If there is something I could change in the whole whisky industry (other than prices, of course, but after such a long run of a buyer’s market, we can’t really have any other expectations), it would be bringing back Glen Garioch’s malting floors.

There’s a real magic in the 1990-1991 whisky produced at the distillery in those years. Those expressions don’t have the herbal lavender that characterized the mid 1980s for the distillery (I have written elsewhere of the causes and relation to Bowmore’s infamous FWP), and are rather wonderfully farmy and robust.

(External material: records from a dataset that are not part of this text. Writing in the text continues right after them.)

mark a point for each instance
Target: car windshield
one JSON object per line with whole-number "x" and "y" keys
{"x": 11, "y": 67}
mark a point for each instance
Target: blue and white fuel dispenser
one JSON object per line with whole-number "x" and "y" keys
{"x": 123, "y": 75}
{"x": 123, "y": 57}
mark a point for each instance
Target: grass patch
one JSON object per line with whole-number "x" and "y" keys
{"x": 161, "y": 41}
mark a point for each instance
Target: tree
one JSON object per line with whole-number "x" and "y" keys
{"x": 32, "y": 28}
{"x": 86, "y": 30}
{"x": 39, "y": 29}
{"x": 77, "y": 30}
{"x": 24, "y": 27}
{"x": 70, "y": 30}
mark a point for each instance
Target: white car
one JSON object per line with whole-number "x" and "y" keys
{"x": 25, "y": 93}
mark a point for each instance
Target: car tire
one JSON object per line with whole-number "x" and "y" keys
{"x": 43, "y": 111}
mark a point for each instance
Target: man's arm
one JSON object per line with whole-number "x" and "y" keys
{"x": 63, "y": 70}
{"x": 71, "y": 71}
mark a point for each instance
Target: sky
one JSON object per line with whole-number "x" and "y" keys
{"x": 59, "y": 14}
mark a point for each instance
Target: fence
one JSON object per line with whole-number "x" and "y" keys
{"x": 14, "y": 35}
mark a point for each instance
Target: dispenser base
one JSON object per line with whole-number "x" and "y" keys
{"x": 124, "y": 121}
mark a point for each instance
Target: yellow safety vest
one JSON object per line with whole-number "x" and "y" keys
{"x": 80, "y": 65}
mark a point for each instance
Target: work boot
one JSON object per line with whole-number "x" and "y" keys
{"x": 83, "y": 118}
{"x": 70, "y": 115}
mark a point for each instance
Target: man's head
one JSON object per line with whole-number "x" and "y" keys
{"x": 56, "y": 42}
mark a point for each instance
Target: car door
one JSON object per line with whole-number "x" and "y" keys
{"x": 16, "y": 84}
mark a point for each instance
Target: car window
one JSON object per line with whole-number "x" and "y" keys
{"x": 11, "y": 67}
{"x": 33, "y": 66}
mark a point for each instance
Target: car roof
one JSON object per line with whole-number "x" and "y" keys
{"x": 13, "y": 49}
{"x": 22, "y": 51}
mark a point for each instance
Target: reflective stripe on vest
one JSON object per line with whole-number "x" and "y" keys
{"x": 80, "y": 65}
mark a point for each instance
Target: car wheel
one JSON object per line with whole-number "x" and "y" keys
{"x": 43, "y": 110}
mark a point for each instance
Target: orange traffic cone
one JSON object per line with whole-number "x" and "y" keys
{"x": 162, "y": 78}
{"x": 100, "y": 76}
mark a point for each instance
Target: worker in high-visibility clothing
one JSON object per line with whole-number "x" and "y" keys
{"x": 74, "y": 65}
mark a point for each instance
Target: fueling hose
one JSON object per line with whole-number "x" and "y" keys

I’m not saying that this would necessarily mean that all the whisky needs to revert to that style (I really doubt that would even get past the first round of discussion) but since the malting floors are still in place and the kiln fully operational, doing a few runs of a Glen Garioch (the actual valley, where barley is grown to this day) for a ‘Local Barley’ yearly expression, would be outstanding.

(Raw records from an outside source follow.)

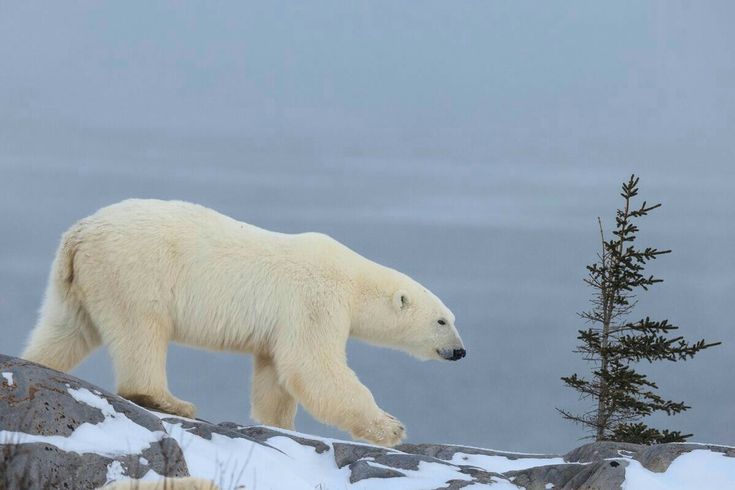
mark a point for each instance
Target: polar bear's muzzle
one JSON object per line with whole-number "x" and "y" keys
{"x": 452, "y": 354}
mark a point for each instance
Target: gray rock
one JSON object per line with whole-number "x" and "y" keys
{"x": 259, "y": 433}
{"x": 597, "y": 451}
{"x": 362, "y": 470}
{"x": 39, "y": 403}
{"x": 346, "y": 454}
{"x": 603, "y": 475}
{"x": 538, "y": 477}
{"x": 447, "y": 452}
{"x": 658, "y": 458}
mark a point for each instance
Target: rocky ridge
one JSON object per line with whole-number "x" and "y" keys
{"x": 57, "y": 431}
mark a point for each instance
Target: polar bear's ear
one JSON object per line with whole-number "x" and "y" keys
{"x": 400, "y": 299}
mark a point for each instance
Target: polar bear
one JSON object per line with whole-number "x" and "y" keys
{"x": 140, "y": 273}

For now, though, I’m happy to drink 1990-1991 expressions, like this one.

Cadenhead’s Authentic Collection Glen Garioch 1991, 25 Year Old, Bourbon Hogshead, 222 Bottles (47% ABV, NCF, NC)

Appearance: Gold, very viscous with very thin legs and a lot of residue.

Nose: Honey and ginger, with a floral note. There’s also hints of pineapple and white pepper and a very light smoke.

Palate: Citrus bitterness with unripe green mango, with honey and the same white pepper. The bitterness and the spice play on the tounge, with a light hint of that Garioch farmy peat.

Linger: Spicy with the bitter zest and a lovely woody dryness. Ginger is present here too, with a bit of peat in the gullet.


This is a lovely Glen Garioch, although the official bottling of the Vintage 1991 is more iconic with the epitome of farmy goodness that the floor malted Glen Garioch expressions can bring.